Server-client architecture
GR00T uses a server-client architecture for closed-loop evaluation, which allows you to:
- Run policy inference on a GPU server while controlling the robot/simulation from a different machine
- Avoid dependency conflicts between the policy and environment code
- Easily switch between different policies without modifying environment code
Starting the policy server
Launch the server using the run_gr00t_server.py script:
python gr00t/eval/run_gr00t_server.py \
--embodiment-tag NEW_EMBODIMENT \
--model-path <CHECKPOINT_PATH> \
--device cuda:0 \
--host 0.0.0.0 \
--port 5555
Parameters
| Parameter | Description |
|---|
--embodiment-tag | The embodiment tag for your robot |
--model-path | Path to your trained model checkpoint directory |
--device | Device to run inference on (cuda:0, cuda:1, cpu, etc.) |
--host | Host address (127.0.0.1 for local only, 0.0.0.0 to accept external connections) |
--port | Port number (default: 5555) |
--strict | Enable input/output validation (default: True) |
--use-sim-policy-wrapper | Whether to use Gr00tSimPolicyWrapper for GR00T simulation environments |
Using the policy client
On the client side, use PolicyClient to connect to the server:
from gr00t.policy.server_client import PolicyClient
# Connect to the policy server
policy = PolicyClient(
host="localhost", # or IP address of your GPU server
port=5555,
timeout_ms=15000,
)
# Verify connection
if not policy.ping():
raise RuntimeError("Cannot connect to policy server!")
# Use just like a regular policy
observation = get_observation() # Your observation in Policy API format
action, info = policy.get_action(observation)
Running simulation evaluation
For simulation environments, use the rollout_policy.py script:
python gr00t/eval/rollout_policy.py \
--n_episodes 50 \
--policy_client_host 127.0.0.1 \
--policy_client_port 5555 \
--max_episode_steps 720 \
--env_name libero_sim/LIVING_ROOM_SCENE2_put_soup_in_basket \
--n_action_steps 8 \
--n_envs 8
Parameters
| Parameter | Description |
|---|
--n_episodes | Number of episodes to run |
--policy_client_host | Host address of the policy server |
--policy_client_port | Port number of the policy server |
--max_episode_steps | Maximum number of steps per episode |
--env_name | Name of the gym environment |
--n_action_steps | Number of action steps to execute per inference |
--n_envs | Number of parallel environments |
Debugging with ReplayPolicy
When developing a new environment integration or debugging your inference loop, you can use ReplayPolicy to replay recorded actions from an existing dataset:
# Start server with ReplayPolicy
python gr00t/eval/run_gr00t_server.py \
--dataset-path <DATASET_PATH> \
--embodiment-tag NEW_EMBODIMENT \
--execution-horizon 8 # should match the executed action horizon in the environment
ReplayPolicy is an excellent first step when integrating a new environment. Debug with replay first, then switch to model inference once the pipeline is validated.

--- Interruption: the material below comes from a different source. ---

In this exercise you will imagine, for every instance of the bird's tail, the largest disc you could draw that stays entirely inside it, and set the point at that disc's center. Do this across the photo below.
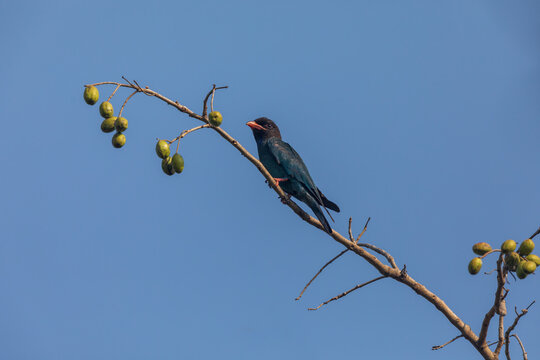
(317, 211)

The server will replay actions from the first episode of the dataset. Use policy.reset(options={"episode_index": N}) on the client to switch to a different episode.
If your environment is set up correctly, replaying ground-truth actions should achieve high (often 100%) success rates. Low success rates indicate issues with:
- Environment reset state not matching the dataset
- Observation preprocessing differences
- Action space mismatches
Available benchmarks
GR00T supports evaluation on several public benchmarks:
Zero-shot evaluation
- RoboCasa: General manipulation tasks
- RoboCasa GR1 Tabletop Tasks: GR1-specific tabletop manipulation
Fine-tuned evaluation
- G1 LocoManipulation: Whole-body control tasks
- LIBERO: Long-horizon manipulation benchmarks
- SimplerEnv: Google robot and WidowX environments
- BEHAVIOR: Household tasks with the Galaxea R1 Pro
- PointNav: Navigation tasks
- SO-100: Custom robot demonstrations
Refer to the examples/ directory for detailed setup instructions for each benchmark.